The Other refers to someone who embodies and occupies the place from which we receive our own message. It is a function sustained by a speaking subject, even if this subject never fully coincides with the place they occupy. The (A), on the other hand, represents the symbolic order: the field of language, law, and significants. It is a virtual place, a "treasure of significants," always empty and without incarnation.
Although distinct, the Other and the (A) are intertwined in our experience. After all, when someone speaks to us, it's a subject embodying that place; but what is at stake is not just their speech—it's also the traversing of the code, language, and culture that sustain them.
This distinction helps us think about immigration. Migrating means coming face-to-face with a radically different Other: another language, other codes, other ways of inhabiting the world. This displacement brings to light the symbolic dimension of the (A), as it shows that, behind every encounter, there is a field of significants that precedes and determines us. At the same time, it's not possible to access this field except through the mediation of subjects who, with their own marks, embody this place of the Other.
But this experience doesn't belong only to the immigrant. All of us, to some extent, are strangers in relation to ourselves. Analysis is precisely this movement of estrangement, in which the subject can listen to their own message coming from an Other place. As Mirta Goldstein reminds us:
The subject in analysis is an immigrant, migrating from one subjective position to another.
In this process of displacement—whether geographical, subjective, or analytic—the experience of the Unheimlich, the uncanny, also emerges, just as formulated by Freud (The Uncanny, 1919). Migrating, in both the literal and psychic sense, is often about encountering what seemed familiar, but which, displaced from its context, becomes unsettling. The mother tongue that is no longer sufficient, the habitual gestures that lose their meaning, the body that feels inept in the face of new codes—all of this updates a feeling of internal foreignness.
The Unheimlich reveals that the most intimate can become strange, and that, in this estrangement, the subject is summoned to re-inscribe themselves in the symbolic. This is where analysis operates: as a space where the unfamiliar can be heard in a new light, and where the discomfort of not recognizing oneself can pave the way for new ways of inhabiting the self.
The clinical setting thus reveals itself as a place of this crossing: a space of speaking, where something can find a voice and, in being spoken, open up gaps for the unprecedented. It is about sustaining a field in which the subject is welcomed in their singularity, without judgment or prescriptions, but with the wager that something new can emerge.
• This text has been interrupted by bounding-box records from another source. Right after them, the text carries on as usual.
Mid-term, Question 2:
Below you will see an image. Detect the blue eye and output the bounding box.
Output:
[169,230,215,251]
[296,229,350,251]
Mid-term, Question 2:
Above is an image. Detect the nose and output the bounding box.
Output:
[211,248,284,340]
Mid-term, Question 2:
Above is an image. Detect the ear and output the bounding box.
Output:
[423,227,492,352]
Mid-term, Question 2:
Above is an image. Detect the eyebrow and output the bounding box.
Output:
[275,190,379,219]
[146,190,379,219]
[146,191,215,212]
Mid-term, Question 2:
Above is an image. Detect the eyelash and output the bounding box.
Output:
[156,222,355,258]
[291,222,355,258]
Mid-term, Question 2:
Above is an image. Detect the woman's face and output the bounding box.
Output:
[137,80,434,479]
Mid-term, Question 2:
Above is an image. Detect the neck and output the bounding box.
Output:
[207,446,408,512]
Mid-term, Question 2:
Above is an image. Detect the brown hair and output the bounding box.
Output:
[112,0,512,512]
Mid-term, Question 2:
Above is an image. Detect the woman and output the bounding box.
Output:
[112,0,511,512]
It is in this movement that other subjective positions become possible, new ways of inhabiting the word—and, with it, the world.
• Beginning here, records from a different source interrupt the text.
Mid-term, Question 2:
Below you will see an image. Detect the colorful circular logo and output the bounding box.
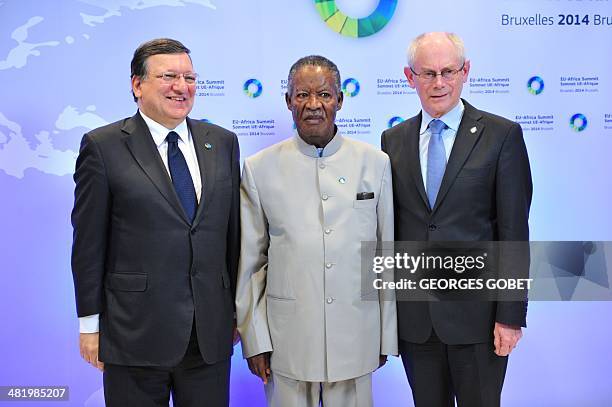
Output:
[342,78,360,97]
[527,76,544,95]
[242,79,263,98]
[315,0,397,38]
[387,116,404,129]
[570,113,588,131]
EIDELSZTEIN, A; Las Estructuras clínicas a partir de Lacan. Vol. I (2003, 2008, 2012, 2016, 2017, 2019).
FREUD, S. O inquietante. 1919. In: ____. Obras completas, volume 14: História de uma neurose infantil (“o homem dos lobos”), além do princípio do prazer e outros textos (1917-1920). 1ª ed. São Paulo: Companhia das Letras, 2010.
GOLDSTEIN, M; Revista Latinoamericana de Psicopatologia Fundamental (Rev. Latinoam. Psicopat. Fund.), São Paulo, v. 12, n. 3, setembro 2009, p. 85, no artigo “A condição errante do desejo: os imigrantes, migrantes, refugiados e a prática psicanalítica clínico-política”.